Re-reading the Riot Act: compensation for riot damage

Edward Coulson looks at the Court of Appeal's recent decision in Mitsui Sumitomo on the recovery of consequential (including business interruption) losses from police authorities by property owners and their insurers.

On the night of 8 August 2011 a group of 20 to 25 gang members aged between 12 and 20 with faces concealed by headscarves and armed with at least three petrol bombs, sticks, iron bars, a hammer and a baseball bat attacked the Sony distribution warehouse at Enfield. They broke open a door, swarmed inside stealing some items before setting fire to the building with the petrol bombs. This took less than half an hour but the warehouse and its contents were completely destroyed.

The law on riot

The origins of the law go back to King Alfred. Briefly, the principle is that the inhabitants of a district stand as sureties for the rioters and are liable to pay compensation for the damage they cause. That liability was transferred by 19th century legislation to local police authorities.

While seemingly arcane, the historical background is important in understanding the outcome of this case. In essence, and in sharp contrast to the general legal position of the police, the legislation provides property owners with an indemnity for the damage caused by the rioters as trespassers and for which the police are strictly liable.

“Riot” is defined in s.10(1) Public Order Act 1986 and its essential ingredients are:

• 12 or more persons present together.
• Threatening violence for a common purpose.
• Such as to cause a person of reasonable firmness to fear for his personal safety.

The legislation dealing with compensation is the Riot (Damages) Act 1886 which provides that where a house, shop or building has been injured or destroyed “or the property therein has been injured, stolen or destroyed” by persons “riotously and tumultuously assembled” compensation shall be paid out of the police fund for the area.

The definition is highly fact sensitive. In this appeal, it was accepted that the events at the Sony warehouse were a “riot” within the meaning of the Public Order Act so attention shifted to analysis of “tumultuous” and the effect of threats of violence.

Again, the decision was fact based and turned heavily on the findings of the first instance judge, Mr Justice Flaux, that the rioters’ behaviour had not been furtive and it had been “agitated, excited and volatile”. The Court of Appeal refused to overturn these factual findings and upheld this part of the decision.

The law on compensation

The Court of Appeal’s decision on compensation is more significant. Flaux J had held that the affected property owners were entitled to compensation only for physical damage to their property and not for consequential loss.

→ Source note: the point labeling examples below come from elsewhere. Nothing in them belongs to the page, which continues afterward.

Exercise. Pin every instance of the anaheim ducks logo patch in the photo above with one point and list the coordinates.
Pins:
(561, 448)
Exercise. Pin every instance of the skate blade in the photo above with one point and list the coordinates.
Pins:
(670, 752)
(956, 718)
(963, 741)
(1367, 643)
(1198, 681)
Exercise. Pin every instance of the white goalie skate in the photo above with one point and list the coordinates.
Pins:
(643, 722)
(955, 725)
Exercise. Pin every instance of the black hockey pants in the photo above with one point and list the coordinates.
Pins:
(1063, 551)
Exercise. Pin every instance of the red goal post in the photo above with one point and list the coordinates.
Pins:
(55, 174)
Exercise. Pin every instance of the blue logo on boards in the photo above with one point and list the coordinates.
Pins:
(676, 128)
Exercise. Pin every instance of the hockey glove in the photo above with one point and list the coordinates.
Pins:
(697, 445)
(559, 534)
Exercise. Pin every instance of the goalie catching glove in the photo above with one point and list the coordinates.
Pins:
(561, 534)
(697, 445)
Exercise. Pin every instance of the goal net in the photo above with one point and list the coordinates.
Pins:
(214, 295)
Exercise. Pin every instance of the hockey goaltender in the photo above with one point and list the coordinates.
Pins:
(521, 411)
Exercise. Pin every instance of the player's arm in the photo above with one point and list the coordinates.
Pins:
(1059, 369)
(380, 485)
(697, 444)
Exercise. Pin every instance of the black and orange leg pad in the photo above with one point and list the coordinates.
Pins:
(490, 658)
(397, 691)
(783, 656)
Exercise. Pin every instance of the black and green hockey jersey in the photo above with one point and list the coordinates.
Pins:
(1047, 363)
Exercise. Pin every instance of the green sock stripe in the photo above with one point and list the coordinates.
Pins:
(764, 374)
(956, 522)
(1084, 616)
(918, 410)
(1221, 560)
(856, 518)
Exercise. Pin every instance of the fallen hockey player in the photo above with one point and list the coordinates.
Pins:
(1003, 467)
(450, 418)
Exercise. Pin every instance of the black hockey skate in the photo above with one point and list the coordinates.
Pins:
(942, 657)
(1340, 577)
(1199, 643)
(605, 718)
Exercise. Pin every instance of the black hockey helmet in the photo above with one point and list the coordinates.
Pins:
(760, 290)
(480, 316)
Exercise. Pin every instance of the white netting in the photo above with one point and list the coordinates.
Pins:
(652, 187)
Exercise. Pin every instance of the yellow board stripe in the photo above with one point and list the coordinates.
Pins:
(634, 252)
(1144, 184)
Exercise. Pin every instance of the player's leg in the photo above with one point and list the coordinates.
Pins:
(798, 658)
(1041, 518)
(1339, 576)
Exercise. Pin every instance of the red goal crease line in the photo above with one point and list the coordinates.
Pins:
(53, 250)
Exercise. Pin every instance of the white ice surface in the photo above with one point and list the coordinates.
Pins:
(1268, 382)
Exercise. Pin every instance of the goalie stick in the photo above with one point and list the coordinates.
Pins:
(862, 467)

As the Court of Appeal observed, that conclusion hung by a surprisingly narrow thread and had certainly not been the law before 1714. In particular:

• The 1886 Act and its preamble (subsequently repealed) make it clear that compensation extends to contents (see the quotation above) and says nothing to exclude recovery of consequential loss.
• Although regulations made under the 1886 Act between 1886 and 2011 (and now repealed) envisaged only the recovery of compensation for damage to property, that was not a sufficient pointer to the refusal of compensation for consequential loss.

There was a surprising dearth of authority on consequential loss. Only one Scottish case on different statutory language had found against its recovery but it was overturned or distinguished by the Court of Appeal.

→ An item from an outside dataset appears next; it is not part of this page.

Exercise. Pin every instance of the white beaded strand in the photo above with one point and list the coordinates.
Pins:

Against that background, it is not surprising that the Court of Appeal found that consequential losses are recoverable. The tribunal cautioned against an over-literal interpretation of the indemnity for damaged caused by the rioters’ trespass: the 1886 Act makes it clear that the compensation award may take account of the conduct of the applicant, the precautions taken, being an accessory to the riotous conduct and any provocation offered.


The decision is significant because of the scale and extent of the damage caused by the August 2011 riots and because it opens the way to the recovery of business interruption losses from the police. The 1886 Act provides for insurers who have paid out to be subrogated to their insureds’ claims against the police. However, given the amounts involved at the Sony warehouse, it seems likely there will be an application for permission to appeal to the Supreme Court.

In June the Home Office commenced a consultation on the 1886 Act recommending (apparently before this decision was handed down) that the Act should not extend compensation to consequential loss. That is of course exactly what the Court of Appeal has now done. It remains to be seen whether a government with parliamentary time to spare will amend the law before the next election in May 2015.